Si al final de mi vida tuviese que escribir un libro de lecciones clave para la supervivencia en este mundo, sin duda alguna arrancaría con esta: los palos curten. Todos, sin excepción, estamos necesitados de toques de atención que nos devuelvan el cable a tierra. Aunque la vida, cuando se pone a ello, no sobresale precisamente por su delicadeza. Claro que no es plato de buen gusto para nadie, pero no me cabe la menor duda que son males necesarios.
Queramos o no reconocerlo, creo que somos muy conscientes de ello. Por eso tensamos la cuerda a sabiendas de que podemos llevarnos un latigazo – incluso me atrevería a decir que la mayoría de las ocasiones es lo que estamos buscando -, y por eso confiamos en el poder de la caída cuando ansiamos un resurgir. Hasta cuando el golpe es inminente no hacemos nada por pararlo, más bien al contrario: nos quedamos observando como espectadores a que la vida y su ausencia de sutileza hagan su parte.
«Es ver cómo, a pesar de las advertencias, van de cabeza al precipicio y no puedes hacer nada por pararlo. Ese sacrificio solo puede nacer de las entrañas del amor»
Que sea necesario no quita el dolor que lleva consigo, por eso al buscarlo no sé muy bien si cometemos un acto valiente o kamikaze. En cualquier caso, necesario. Pero, si hay algo que duele más que la propia caída, esa es la caída de quienes queremos. Es ver cómo, a pesar de las advertencias, van de cabeza al precipicio y no puedes hacer nada por pararlo. Ese sacrificio solo puede nacer de las entrañas del amor.

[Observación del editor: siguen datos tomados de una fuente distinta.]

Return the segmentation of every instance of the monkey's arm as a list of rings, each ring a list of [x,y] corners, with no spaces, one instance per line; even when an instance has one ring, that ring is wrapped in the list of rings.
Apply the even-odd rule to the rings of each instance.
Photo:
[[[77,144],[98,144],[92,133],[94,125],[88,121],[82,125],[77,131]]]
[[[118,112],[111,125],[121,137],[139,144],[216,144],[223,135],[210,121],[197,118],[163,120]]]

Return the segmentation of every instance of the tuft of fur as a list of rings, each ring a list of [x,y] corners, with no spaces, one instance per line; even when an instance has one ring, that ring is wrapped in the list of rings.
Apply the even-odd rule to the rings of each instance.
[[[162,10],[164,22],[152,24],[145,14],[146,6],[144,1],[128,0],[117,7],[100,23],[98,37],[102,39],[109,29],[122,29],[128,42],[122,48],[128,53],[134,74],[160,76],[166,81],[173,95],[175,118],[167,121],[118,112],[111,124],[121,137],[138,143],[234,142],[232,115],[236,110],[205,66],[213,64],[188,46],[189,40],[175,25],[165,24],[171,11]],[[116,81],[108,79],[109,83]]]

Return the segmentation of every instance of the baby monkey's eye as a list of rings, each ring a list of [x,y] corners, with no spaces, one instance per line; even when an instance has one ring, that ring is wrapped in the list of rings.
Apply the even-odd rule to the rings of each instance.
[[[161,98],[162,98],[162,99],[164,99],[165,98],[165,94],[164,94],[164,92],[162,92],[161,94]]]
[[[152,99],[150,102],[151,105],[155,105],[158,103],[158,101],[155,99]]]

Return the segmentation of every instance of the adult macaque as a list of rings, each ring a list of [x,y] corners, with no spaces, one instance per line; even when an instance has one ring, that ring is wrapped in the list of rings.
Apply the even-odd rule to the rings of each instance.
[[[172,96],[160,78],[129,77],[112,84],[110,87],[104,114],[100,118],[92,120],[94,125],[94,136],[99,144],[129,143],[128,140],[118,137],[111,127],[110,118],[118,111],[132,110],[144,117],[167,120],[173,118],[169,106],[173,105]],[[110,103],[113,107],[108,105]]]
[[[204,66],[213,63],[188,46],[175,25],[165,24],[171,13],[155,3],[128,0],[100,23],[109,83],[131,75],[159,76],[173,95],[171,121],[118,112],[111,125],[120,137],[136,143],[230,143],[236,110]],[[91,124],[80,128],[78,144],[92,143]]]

Por eso admiro tanto a quien, desde la distancia, prepara el colchón cuando se avecina la caída. Avisan, pero no la frenan. Miran, pero no intervienen. Consuelan, pero no reprochan. Aunque esto suponga tragarse el orgullo y hacer de tripas corazón. Saltarse la opción fácil en pro de un posible aprendizaje. Amar desde el coraje y el cariño casi a partes iguales.

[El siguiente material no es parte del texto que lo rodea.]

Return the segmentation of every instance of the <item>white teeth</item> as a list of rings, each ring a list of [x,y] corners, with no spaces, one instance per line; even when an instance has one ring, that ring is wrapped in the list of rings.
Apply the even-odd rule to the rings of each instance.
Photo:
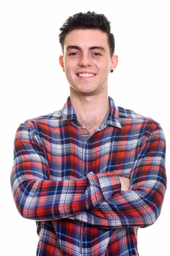
[[[94,74],[88,74],[85,73],[80,73],[80,74],[77,74],[79,76],[82,76],[82,77],[89,77],[90,76],[94,76],[95,75]]]

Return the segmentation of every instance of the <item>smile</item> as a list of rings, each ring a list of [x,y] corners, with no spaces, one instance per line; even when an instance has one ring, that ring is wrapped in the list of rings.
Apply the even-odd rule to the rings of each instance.
[[[95,76],[96,75],[88,73],[80,73],[77,74],[77,76],[80,77],[91,77],[91,76]]]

Yo, que conozco bien la frontera entre lo valiente y lo kamikaze, tengo la suerte de poder permitirme el riesgo no solo porque confío a ciegas en la enseñanza de la caída, sino porque sé a ciencia cierta que por mucho que duela el golpe siempre va a venir amortiguado. Mi libertad también radica en la certeza de que lo que yo experimento como funambulismo es, en realidad, el esfuerzo de muchos corazones que, aún oponiéndose a la práctica, se dejan la piel por ayudarme a mantener el equilibrio.

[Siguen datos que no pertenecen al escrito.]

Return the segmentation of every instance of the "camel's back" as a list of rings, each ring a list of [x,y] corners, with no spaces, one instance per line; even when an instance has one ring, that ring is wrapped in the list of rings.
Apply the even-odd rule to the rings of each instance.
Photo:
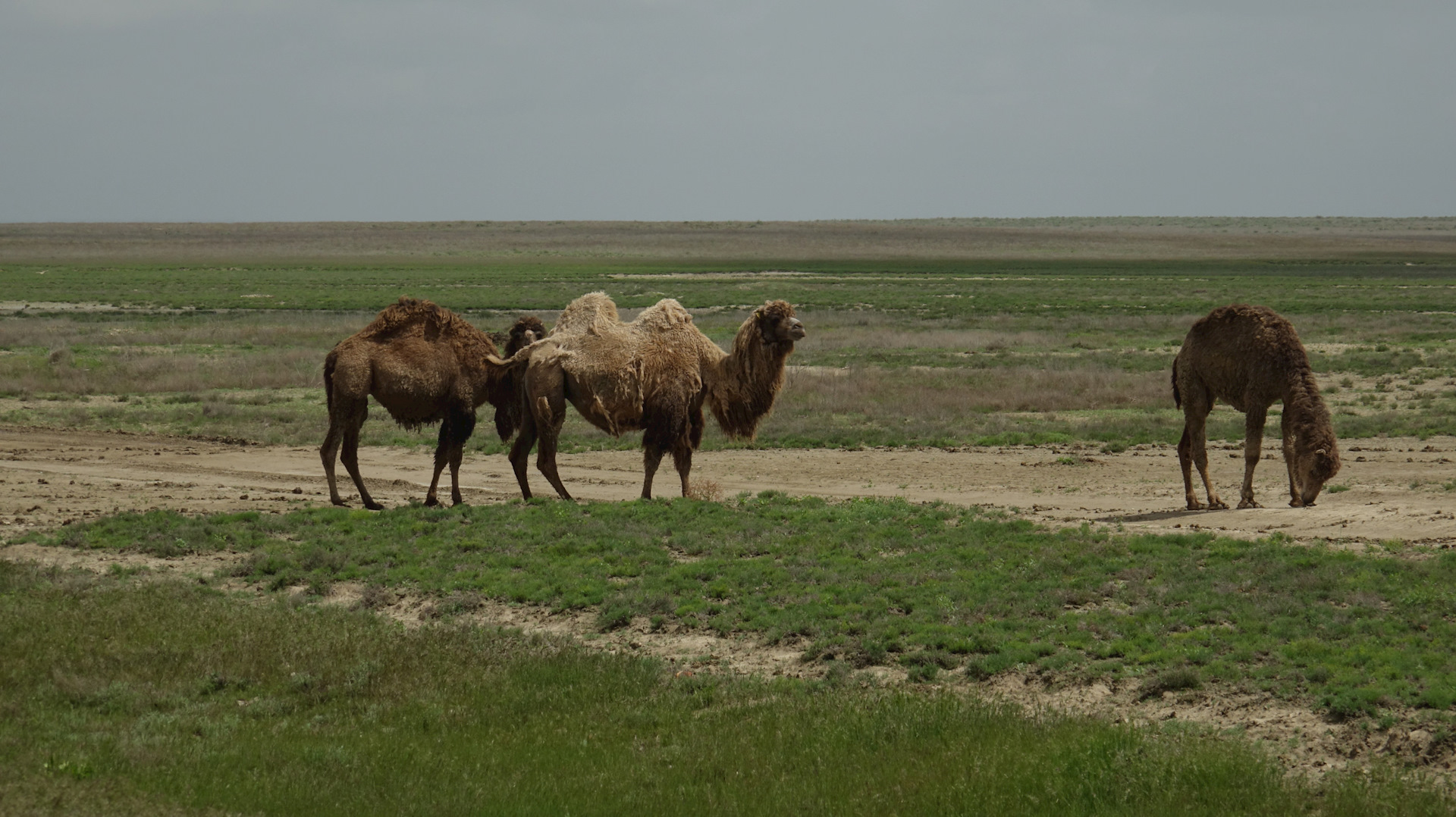
[[[371,345],[371,354],[402,348],[418,354],[418,350],[430,347],[441,351],[448,348],[462,360],[496,354],[491,336],[459,315],[428,300],[409,297],[384,307],[368,326],[341,342],[339,348],[358,344]]]
[[[1232,304],[1188,329],[1175,370],[1179,387],[1203,384],[1242,408],[1245,395],[1267,400],[1283,395],[1291,376],[1309,371],[1309,355],[1294,326],[1273,309]]]
[[[566,304],[550,333],[555,336],[610,332],[617,326],[622,326],[617,304],[607,297],[607,293],[587,293]]]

«Soy una afortunada por poder caerme cada vez que quiera, porque sé que tengo una legión de corazones que van a tirarse ahí conmigo para reírnos de lo sucedido»
Por puro instinto protector, en la mayoría de los casos hacen lo imposible por evitar lo inevitable. Previenen con señales de todo tipo el desenlace más que conocido, recurren incluso a medidas desesperadas hasta que mi empeño por ver qué hay detrás de la puerta les obliga a dar un paso atrás. Por suerte, siempre conocen el pasadizo secreto que les lleva al otro lado. Entonces, cuando creo que he caído en el abismo y que no hay vuelta atrás, siempre aparece una sonrisa exenta de rencores y unos brazos que lejos de recriminar, recogen corriendo mis pedazos y me vuelven a hablar de hogar.
Si algo me han enseñado los años es que los golpes curten, y que renegar de la caída es una forma un poco ingenua de evitarse la lección. Pero, si me preguntan, diré que la vida va un paso más allá. Por muchos golpes y caídas, por muchos palos y desengaños, las marcas que son para siempre son las que quedan en el corazón, las que nacen desde la pedagogía del amor. Soy una afortunada por poder caerme cada vez que quiera, porque sé que tengo una legión de corazones que van a tirarse ahí conmigo para reírnos de lo sucedido, para besarme las heridas, para cantarme la canción que consuela el alma, para tenderme su mano incansable una vez más, para decirme que con esto aprendido, volvemos juntos a la carga.